Assuming $4 B in revenue for 2020. $4B growth at 30% a year for 5 years is $14.85 Billion in revenue for 2025.

Current Day 2020: $4 B in revenue * 10 = $40B valuation

2025 30% CAGR Value: $14.85 Billion * 10 = 148.5 Billion. Discounted 5 years to present day is 148.5/(1.08⁵) = $101 Billion Valuation

P/S Ratio of 15

Assuming $4 B in revenue for 2020. $4B growth at 30% a year for 5 years is $14.85 Billion in revenue for 2025.

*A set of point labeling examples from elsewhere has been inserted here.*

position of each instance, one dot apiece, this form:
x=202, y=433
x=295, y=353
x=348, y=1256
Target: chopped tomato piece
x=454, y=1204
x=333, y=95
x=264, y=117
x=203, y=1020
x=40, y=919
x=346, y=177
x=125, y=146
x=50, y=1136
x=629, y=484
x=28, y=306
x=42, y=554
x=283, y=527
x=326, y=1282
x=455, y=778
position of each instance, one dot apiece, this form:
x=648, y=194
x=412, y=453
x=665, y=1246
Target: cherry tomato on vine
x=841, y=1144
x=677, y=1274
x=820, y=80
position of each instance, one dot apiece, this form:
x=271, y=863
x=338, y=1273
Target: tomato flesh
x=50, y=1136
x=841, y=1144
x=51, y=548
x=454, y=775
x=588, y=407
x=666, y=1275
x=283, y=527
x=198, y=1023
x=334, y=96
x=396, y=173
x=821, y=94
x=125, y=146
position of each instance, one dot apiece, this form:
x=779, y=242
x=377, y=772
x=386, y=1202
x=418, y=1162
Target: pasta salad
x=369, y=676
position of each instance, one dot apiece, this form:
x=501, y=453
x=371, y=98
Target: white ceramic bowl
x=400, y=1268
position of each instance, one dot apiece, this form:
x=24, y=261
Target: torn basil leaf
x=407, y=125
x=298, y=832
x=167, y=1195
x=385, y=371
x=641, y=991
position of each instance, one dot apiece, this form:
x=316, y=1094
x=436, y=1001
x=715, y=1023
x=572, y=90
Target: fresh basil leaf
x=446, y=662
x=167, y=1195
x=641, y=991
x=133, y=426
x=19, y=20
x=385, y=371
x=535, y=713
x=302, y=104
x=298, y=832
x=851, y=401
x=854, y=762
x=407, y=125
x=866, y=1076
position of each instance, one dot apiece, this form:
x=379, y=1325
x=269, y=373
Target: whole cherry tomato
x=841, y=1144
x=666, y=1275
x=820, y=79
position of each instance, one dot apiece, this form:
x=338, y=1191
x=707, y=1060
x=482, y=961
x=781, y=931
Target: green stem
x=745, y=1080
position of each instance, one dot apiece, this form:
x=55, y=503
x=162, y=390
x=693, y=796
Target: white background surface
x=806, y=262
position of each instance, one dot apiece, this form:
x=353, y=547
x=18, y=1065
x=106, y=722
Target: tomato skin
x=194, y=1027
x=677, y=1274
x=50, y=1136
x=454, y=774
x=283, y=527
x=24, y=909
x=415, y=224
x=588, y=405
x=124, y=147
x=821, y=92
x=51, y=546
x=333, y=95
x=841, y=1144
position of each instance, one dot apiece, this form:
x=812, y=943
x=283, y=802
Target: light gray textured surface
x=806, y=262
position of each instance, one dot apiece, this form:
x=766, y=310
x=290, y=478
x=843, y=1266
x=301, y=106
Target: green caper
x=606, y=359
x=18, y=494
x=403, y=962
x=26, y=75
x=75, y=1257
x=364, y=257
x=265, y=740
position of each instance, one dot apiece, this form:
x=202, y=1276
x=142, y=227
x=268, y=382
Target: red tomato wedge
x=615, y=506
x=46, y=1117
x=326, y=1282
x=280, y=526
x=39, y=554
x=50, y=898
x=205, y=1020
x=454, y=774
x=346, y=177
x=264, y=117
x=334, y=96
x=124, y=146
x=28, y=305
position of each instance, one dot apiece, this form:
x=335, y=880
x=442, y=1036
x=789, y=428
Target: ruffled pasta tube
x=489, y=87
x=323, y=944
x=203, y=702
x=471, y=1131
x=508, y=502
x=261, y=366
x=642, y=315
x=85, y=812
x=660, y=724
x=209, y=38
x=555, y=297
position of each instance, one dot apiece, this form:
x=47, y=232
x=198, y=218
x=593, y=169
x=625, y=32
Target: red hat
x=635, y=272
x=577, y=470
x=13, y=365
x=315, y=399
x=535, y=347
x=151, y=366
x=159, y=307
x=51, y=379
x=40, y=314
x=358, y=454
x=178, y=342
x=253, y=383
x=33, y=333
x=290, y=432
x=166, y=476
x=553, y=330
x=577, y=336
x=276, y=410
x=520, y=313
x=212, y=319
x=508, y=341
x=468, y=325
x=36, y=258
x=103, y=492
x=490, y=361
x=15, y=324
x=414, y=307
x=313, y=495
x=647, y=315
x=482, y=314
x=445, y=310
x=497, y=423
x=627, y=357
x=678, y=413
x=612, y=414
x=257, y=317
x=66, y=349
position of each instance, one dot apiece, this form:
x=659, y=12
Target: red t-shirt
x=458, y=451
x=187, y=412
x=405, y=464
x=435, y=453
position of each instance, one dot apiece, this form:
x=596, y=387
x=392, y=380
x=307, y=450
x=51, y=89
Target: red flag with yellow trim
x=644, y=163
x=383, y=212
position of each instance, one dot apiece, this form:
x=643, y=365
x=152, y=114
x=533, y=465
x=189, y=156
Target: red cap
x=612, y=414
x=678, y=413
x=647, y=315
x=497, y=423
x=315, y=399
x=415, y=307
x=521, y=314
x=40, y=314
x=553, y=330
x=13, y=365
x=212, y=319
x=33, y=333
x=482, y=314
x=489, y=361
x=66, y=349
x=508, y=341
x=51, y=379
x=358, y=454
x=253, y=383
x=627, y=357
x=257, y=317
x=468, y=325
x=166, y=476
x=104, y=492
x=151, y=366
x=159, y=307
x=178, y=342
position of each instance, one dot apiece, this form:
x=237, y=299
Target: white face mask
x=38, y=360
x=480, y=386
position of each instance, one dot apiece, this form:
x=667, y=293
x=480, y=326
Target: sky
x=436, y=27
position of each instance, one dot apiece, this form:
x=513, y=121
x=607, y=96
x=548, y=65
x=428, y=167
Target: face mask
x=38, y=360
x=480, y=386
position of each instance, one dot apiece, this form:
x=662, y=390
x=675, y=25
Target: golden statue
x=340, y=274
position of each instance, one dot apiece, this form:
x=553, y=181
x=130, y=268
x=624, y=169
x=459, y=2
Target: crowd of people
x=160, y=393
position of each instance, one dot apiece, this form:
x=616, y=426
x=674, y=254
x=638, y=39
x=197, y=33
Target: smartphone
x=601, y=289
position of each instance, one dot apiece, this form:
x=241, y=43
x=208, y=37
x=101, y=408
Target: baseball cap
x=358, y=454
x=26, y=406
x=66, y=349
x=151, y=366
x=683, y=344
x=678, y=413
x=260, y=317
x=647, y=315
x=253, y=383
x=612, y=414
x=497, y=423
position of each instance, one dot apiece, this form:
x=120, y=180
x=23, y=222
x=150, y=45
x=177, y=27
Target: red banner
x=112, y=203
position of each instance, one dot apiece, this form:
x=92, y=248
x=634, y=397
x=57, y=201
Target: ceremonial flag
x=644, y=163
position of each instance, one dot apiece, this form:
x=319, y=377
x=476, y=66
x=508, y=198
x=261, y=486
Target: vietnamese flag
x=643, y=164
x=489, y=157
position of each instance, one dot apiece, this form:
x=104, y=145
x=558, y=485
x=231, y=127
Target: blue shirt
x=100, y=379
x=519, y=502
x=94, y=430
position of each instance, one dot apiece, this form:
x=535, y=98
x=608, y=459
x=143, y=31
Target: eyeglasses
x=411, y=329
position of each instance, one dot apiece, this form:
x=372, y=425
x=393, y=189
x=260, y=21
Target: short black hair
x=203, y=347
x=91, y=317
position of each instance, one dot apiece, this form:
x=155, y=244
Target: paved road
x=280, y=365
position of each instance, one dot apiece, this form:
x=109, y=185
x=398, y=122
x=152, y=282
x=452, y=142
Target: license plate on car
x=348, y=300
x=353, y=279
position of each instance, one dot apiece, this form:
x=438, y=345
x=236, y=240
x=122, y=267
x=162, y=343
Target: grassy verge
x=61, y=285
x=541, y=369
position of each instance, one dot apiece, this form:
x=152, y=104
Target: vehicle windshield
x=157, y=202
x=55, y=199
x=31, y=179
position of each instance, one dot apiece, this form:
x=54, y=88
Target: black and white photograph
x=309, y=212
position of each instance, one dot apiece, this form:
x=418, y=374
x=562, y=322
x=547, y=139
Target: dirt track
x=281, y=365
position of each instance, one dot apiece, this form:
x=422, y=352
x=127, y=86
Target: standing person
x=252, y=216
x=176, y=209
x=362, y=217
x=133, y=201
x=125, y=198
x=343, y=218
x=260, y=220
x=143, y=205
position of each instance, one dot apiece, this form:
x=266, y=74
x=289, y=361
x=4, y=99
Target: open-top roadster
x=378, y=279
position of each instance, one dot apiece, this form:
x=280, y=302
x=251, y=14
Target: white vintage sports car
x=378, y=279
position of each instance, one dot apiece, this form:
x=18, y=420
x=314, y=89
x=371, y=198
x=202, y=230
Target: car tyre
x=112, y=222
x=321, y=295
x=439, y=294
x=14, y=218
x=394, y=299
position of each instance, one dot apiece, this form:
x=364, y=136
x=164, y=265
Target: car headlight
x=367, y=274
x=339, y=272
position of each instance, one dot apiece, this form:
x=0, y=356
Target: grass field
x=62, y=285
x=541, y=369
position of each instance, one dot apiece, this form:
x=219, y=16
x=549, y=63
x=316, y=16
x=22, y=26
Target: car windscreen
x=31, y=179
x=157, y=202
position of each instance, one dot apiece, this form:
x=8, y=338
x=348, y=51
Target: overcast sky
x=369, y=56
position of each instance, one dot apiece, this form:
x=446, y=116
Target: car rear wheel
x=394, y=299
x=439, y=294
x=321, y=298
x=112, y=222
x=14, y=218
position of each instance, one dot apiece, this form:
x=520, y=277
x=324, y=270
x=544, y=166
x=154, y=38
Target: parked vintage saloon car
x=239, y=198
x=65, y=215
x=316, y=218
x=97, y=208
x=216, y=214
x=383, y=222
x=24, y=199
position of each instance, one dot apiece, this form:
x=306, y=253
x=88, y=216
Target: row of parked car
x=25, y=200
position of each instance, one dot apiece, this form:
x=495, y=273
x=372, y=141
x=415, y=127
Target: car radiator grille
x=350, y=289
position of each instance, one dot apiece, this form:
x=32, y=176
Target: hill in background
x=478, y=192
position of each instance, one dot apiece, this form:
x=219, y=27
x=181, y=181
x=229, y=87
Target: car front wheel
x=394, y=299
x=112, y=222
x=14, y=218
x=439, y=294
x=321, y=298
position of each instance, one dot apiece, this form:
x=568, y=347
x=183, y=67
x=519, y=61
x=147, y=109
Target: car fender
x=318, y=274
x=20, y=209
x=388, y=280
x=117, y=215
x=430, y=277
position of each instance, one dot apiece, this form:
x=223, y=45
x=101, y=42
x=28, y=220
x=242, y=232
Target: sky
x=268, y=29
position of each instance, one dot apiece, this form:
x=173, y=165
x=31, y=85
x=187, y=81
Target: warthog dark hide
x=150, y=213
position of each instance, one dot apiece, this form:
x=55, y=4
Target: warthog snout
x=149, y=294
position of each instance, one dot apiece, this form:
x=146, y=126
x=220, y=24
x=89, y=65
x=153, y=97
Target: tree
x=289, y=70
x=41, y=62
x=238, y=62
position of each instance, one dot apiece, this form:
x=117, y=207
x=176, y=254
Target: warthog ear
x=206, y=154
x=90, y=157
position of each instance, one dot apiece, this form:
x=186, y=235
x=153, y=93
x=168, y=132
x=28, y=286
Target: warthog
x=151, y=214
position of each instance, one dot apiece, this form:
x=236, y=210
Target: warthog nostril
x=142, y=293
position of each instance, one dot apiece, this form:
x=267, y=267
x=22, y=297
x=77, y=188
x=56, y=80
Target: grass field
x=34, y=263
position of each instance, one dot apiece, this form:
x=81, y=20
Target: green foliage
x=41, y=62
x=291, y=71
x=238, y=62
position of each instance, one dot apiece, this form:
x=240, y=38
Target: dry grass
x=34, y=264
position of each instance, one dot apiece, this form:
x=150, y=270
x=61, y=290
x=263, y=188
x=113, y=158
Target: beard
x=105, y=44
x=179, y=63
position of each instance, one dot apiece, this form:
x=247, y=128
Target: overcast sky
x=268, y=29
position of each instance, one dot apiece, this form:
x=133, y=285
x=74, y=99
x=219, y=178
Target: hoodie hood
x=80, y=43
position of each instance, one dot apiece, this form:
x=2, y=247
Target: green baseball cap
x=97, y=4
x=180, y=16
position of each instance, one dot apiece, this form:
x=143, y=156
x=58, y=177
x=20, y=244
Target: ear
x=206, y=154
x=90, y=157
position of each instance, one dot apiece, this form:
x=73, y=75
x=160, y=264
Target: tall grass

Current Day 2020: $4 B in revenue * 15 = $60B valuation

2025 30% CAGR : $14.85 Billion * 15 = 222.75 Billion. Discounted 5 years to present day is 222.75/(1.0⁸⁵) = $151.6 Billion Valuation

Of course, this valuation is flawed in that it predicts a linear trend of growth which is hard to achieve. Also, it utilizes a high growth multiple 5 years out, but the current 40–60 Billion Market cap is reasonable based on current revenue numbers.

Future Potential Growth:

If Airbnb is able to capture a 10% worldwide market (Currently 20% in the U.S) of all vacation and rental, that puts it at a $340 Billion Total Addressable Market. Even 15 years down the line at a P/S ratio of 2 or 4, that puts Airbnb at a future market cap of roughly $680 Billion to $1.3 Trillion dollar Market Cap.

In general, I think Airbnb is a steal if the market cap is at $35 Billion in current market conditions due to growth potential to be a trillion dollar business.